Role of inter-chain tunneling in an extended Bose-Hubbard ladder

Abstract

In this thesis, we study the ground-state phases of an extended Bose-Hubbard ladder using the density-matrix renormalization group (DMRG) algorithm. Each chain in the ladder is characterized by an onsite interaction U, nearest-neighbor interaction V, and intrachain hopping J comprising an extended Bose-Hubbard model (EBHM). Though the ground-state phases of a single chain EBHM are well understood, the ladder remains completely unexplored.

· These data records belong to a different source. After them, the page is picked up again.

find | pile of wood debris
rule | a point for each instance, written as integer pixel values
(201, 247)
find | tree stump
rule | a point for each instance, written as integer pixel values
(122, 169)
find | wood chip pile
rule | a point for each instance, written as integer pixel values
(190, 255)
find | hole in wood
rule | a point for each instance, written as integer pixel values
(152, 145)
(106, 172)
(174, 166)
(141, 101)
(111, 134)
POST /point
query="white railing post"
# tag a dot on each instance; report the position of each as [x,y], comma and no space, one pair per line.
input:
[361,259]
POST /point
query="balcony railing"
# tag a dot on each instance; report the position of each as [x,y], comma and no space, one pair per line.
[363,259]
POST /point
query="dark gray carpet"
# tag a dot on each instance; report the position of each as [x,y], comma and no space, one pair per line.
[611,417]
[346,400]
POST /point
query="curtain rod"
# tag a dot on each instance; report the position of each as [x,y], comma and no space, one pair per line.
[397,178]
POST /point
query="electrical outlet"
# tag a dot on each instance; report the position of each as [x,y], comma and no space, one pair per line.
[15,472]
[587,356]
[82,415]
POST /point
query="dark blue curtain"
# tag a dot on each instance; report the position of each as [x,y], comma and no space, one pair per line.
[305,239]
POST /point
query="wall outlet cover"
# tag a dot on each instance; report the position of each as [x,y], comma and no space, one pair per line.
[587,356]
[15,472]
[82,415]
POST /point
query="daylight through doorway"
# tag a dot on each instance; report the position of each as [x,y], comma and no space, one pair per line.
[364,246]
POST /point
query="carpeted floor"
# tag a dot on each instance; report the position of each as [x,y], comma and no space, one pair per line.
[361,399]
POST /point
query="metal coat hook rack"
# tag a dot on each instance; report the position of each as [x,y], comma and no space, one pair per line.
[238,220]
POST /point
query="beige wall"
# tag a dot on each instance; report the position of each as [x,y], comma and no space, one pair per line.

We assume that the chains in the ladder are coupled through the hopping of atoms in the rungs, and we explore how it affects the current phase diagram of a single chain. We use charged-energy gap, density-wave order, and non-local string order to identify the ground state phases. Further, we use finite-size scaling to estimate the phase boundaries of the thermodynamic limit. Restricting the analysis to a unit filling factor, we find that a supersolid state emerges in the phase diagram due to the inter-chain hopping. In particular, the supersolid (SS) state is sandwiched between the superfluid (SF) and the density wave (DW). Interestingly, the emergence of SS is accompanied by a reentrant behavior at which the system undergoes SS-DW-SS transition as a function of the contact interaction strength (U). Other states such as Mott-insulator and Haldane insulator may arise depending on the onsite interaction strength or boundary conditions. We provide a comprehensive picture of the role of inter-chain tunneling on the ground state properties by calculating the superfluid correlation, rung correlation, rung-rung correlation, rung-leg correlation, and entanglement. Further, we show that removing a single rung in the ladder may have drastic effects on the phase diagram. We propose two realistic setups based on dipolar atoms/polar molecules and Rydberg-dressed atoms loaded in optical lattices for implementing the symmetric Bose-Hubbard ladder. Our studies open up various directions in the physics of the Bose-Hubbard ladder. For instance, one can investigate the effect of hopping in a multi-leg ladder or the quantum quench dynamics through the reentrant region, including the Kibble-Zurek mechanism.